Names used for reference types in the community

So, after reading some other posts, articles, and tutorials mainly about these types: (1) &T, (2) &mut T, (3) mut & T, and (4) mut &mut T. I am a bit confused about the naming, especially for the first two.
Most if not all resources use the term "immutable reference" and "mutable reference" for the first and the second respectively.

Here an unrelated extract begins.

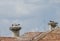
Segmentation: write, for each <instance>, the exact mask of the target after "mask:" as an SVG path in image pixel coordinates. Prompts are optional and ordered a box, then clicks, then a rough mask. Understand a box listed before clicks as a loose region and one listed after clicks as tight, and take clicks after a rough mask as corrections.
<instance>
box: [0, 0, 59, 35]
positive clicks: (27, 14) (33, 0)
mask: <svg viewBox="0 0 60 41" xmlns="http://www.w3.org/2000/svg"><path fill="white" fill-rule="evenodd" d="M59 13H60V0H0V36H12V32H11V31H10V30H9V27H11V25H12V24H14V23H17V24H18V23H19V24H20V26H21V27H22V29H21V30H20V34H24V33H26V32H44V31H48V30H49V26H48V23H49V21H50V20H54V21H56V22H58V23H60V14H59ZM59 25H60V24H59Z"/></svg>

Now from my understanding of the English language (I'm not a native speaker) the correct terms would be more along the following:
(1): "immutable reference" (implying immutability of T)
(2): "immutable reference to mutable value"
(3): "mutable reference" (actually being able tu mutate the reference itself, again implying immutability of T)
(4): "mutable reference to mutable value"

When always assuming immutability, (1) and (2) could also be shortened by dropping the "immutable" parts.

Now my guess would be either, the naming has historically grown to be what it is ("mutable reference" is obviously more ergonomic than "immutable reference to mutable value" given that (2) is much more common than (3), but from my understanding the first is just wrong for what it is used), or my understanding of the language is wrong?

I'm not proposing that we should change any text's out there, but just for the sake of my understanding :wink:
Thanks in advance

The first mut in mut &T and mut &mut T is not part of the type. It's a property of the variable binding: can its value be changed.

let mut x: &u32 = ...;

The thing above defines a new variable x. It contains values of type "immutable reference to u32", however the variable itself can be mutated.